Steam is packed with indie-developed, rogue-like, twin stick shooters. Several of these are exemplary efforts with Enter the Gungeon, Nuclear Throne, Neuro Voider and Neon Chrome each extending hours of rousing, adrenaline-generating excitement. But with a number of solid offerings, why should you care about To Hell with Hell, an Early Access contender arriving in already crowded field? Well, there a number of reasons why Lazurite Games’ inaugural title is noteworthy:
AI That Isn’t Brain Dead
Most twin-stick shooters produce anxiety by tossing a large number of enemies that make a beeline toward players. That’s not the case with To Hell with Hell. Sure, basic spider-like foes will rush you with animalistic hostility. But the game’s more sophisticated, gun-toting demons display a bit more intellect. When taking cover behind an obstacle, I’ve seen two fiends break apart, advancing on me from both sides. Occasionally, they’ll hold even hold their ground, settling down near cover, while letting loose with a volley of fire. Like some of the better genre entries, different enemies follow apparent behavioral patterns, like the shotgun-carrying she-devils. These ladies move like squirrels, scurrying across short distances before stropping to assess their surroundings.

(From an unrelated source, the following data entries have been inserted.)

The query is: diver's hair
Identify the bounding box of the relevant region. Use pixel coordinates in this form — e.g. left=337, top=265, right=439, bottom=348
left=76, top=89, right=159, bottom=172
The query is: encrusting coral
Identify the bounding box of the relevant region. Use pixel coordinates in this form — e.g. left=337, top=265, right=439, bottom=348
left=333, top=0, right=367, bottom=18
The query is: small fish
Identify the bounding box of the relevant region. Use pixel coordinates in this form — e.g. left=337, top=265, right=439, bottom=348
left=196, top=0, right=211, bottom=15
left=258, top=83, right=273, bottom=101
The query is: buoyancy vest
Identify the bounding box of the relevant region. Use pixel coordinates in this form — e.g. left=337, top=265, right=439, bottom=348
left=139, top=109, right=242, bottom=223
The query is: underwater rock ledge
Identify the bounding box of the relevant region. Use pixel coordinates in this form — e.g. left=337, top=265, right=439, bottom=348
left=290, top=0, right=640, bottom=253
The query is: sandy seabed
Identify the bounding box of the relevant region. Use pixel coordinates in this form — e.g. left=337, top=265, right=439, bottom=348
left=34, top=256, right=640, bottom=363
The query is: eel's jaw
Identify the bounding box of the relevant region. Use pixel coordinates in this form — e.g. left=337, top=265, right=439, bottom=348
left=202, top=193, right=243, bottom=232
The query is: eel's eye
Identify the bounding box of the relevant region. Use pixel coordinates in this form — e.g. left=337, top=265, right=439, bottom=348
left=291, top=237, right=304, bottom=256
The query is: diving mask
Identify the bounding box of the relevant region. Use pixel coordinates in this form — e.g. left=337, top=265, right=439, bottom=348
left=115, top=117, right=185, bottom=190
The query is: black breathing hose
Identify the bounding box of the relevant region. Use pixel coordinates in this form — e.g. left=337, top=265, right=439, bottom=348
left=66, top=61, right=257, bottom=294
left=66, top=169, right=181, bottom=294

Advantageously, Hell likes to keep things lively by changing things. Beyond the obligatory weapon pick-ups and temporary perks, you’ll also encounter the occasional mask that alters your abilities. Putting on one of these covers converts you into forms like a knight, ninja, or even a clown, providing new special abilities and even altering your health pool. Occasionally, they’ll even add an invaluable elemental ability, like when a devil disguise added persistent burn damage to my shotgun spray. Like the end of debauched Halloween party, the masks eventually come off, with players losing any newfound abilities when they take too much damage.
Fewer Useless Weapons
If rogue-likes consistently gave out useful weapons, the top-tier tools wouldn’t feel so damn gratifying. Naturally, To Hell with Hell bestows a few duds. When you want a ranged weapon to complement your melee-based machete, finding another iron pipe won’t produce any ear-to-ear grins. But pleasingly, the game’s weapons offer a bit more balance than most competitors. Those melee weapons are useful against the incessant spider crawlers, saving ammo in the process. Shotguns might lack range, but they deliver a powerful punch and can devastate foes in tight groups. Other weapons like staffs and grenade launchers have their own benefits, with the latter creating explosions that nearly fill the screen.
Rogue-likes are typically single-session experiences, offering discrete play sessions. Shrewdly, To Hell with Hell tweaks tradition, offering the ability to protect your progress or spread the game across multiple intervals. On the game’s easiest difficulty setting, you’re given six opportunities to save. Reach the end of the stage, and you’ll choose between safeguarding your progress or stockpiling the saves for when you need them across even tougher stages and boss battles.
Although the positives definitely outweigh the negatives, To Hell with Hell still has some contentious elements:
It’s Hard as…Well, Hell
The game’s first stage puts up just enough challenge to keep things from being boring. But things rapidly ramp up from there. By the time players reach the third stage, the game gets hellishly difficult, with environmental traps like flamethrowers potentially siphoning away the majority of your health bar. Later, ammo becomes a very precious commodity, and foes grow stronger and more numerous. To help compensate for the increase in adversity, the end of every stages permits players to choose from a selection of perks. From a skeleton ally, bolstering the speed or power of your shots, or increasing your ammo, these bonuses are appreciated, but they might not be enough to make the game equitable for players without demigod-like bullet dodging skills.